Eine Weile lang stand er einfach so da, das Blatt in der Hand, den Kopf gesenkt. Dann hob er den Blick und sagte nur: »So ist sein Name denn Paul.«

 
    Die Rückfahrt nach Süddeutschland war anstrengend, und als ich am frühen Nachmittag endlich zu Hause in der Badewanne lag, überholte ich im Geiste einen LKW nach dem anderen. Mit Genugtuung hatte ich die eingegangenen Anrufe auf dem AB abgehört. Wolf hatte fünfmal draufgesprochen, was, wie ich fand, nur recht und billig war, und ich fragte mich ein wenig bissig, wo sich seine Biene während der Anrufe bei mir aufgehalten hatte. Ich drückte die Löschtaste.

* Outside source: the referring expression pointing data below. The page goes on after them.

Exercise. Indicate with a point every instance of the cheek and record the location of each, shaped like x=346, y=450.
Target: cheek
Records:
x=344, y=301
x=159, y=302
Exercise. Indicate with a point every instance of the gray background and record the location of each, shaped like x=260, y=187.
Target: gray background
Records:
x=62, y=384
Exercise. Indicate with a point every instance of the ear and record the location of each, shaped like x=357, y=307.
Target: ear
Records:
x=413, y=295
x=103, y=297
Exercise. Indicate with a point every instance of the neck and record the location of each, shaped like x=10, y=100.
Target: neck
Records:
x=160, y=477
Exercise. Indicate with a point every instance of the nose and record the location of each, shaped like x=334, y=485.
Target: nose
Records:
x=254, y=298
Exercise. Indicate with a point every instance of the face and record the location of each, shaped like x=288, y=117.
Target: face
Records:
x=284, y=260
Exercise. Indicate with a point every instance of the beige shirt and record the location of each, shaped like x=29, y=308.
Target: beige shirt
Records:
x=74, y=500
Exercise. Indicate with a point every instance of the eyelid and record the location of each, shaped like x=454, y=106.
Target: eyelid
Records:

    Als ich aus der Wanne stieg, fasste ich einen Entschluss. Ich würde Sartorius anrufen und ihn unter einem Vorwand um ein weiteres Treffen bitten. Ich musste ihm in die Augen blicken, wenn ich mit ihm sprach. Ich wollte seine Reaktion auf meine Entdeckungen von Angesicht zu Angesicht sehen. Vielleicht würde mir sein Gesicht etwas verraten. Ich holte ein frisches Badetuch und wickelte mich ein, ging ins Schlafzimmer und wählte seine Handynummer. Doch es schaltete sich nur die Mobilbox ein. Enttäuscht legte ich mich aufs Bett und starrte an die Decke. Im Laufe des Nachmittags wählte ich Sartorius’ Nummer noch viele Male, doch das Telefon blieb aus und ich war allein mit meiner Unruhe und mit meinen Plänen. Ich versuchte, ein wenig zu schlafen, doch ich war und blieb aufgewühlt und kribbelig. Dann dachte ich an Wolf und litt stumm vor mich hin. An irgendeinem Punkt kochte ich mir einen Baldriantee, von dem ich wusste, dass er sowieso nicht helfen würde, und ging ins Wohnzimmer, wo ich den Fernseher einschaltete und mich durch die Programme zappte. Als ich den Tee getrunken hatte, fiel mir plötzlich der Briefkasten ein. Wie hatte ich das vergessen können! Immerhin erwarteteich mehrere Sendungen, vor allem die ersten fünfzig Seiten von Großmutters Autobiografie, die schon längst hätte ankommen müssen. Plötzlich hatte ich es sehr eilig. Ich rannte hinunter, im Treppenhaus war es kalt und das Licht war grell und ungemütlich. Ich schloss den Kasten auf, schnappte mir das Bündel aus Briefen, Gratiszeitungen und Werbewurfsendungen und sprang zurück in die Wohnung. Hastig blätterte ich die Umschläge durch, stellte dann jedoch enttäuscht fest, dass kein großer Brief dabei war. Ich knallte die Sachen auf den Tisch. Was war denn das für ein Loser-Verein? Die hatten doch inzwischen mehr als genug Zeit gehabt, mir eine Kopie zu schicken! Wütend kramte ich in meinem Notizbuch herum und fand schließlich die Nummer, die ich notiert hatte. Ein paar Minuten später wusste ich mehr: Man hatte die Seiten noch gar nicht losgeschickt, man hatte sie noch nicht einmal kopiert. Anscheinend war mein Anliegen dort komplett untergegangen. Also wiederholte ich meine Bitte, um Freundlichkeit und Geduld ringend, und legte auf.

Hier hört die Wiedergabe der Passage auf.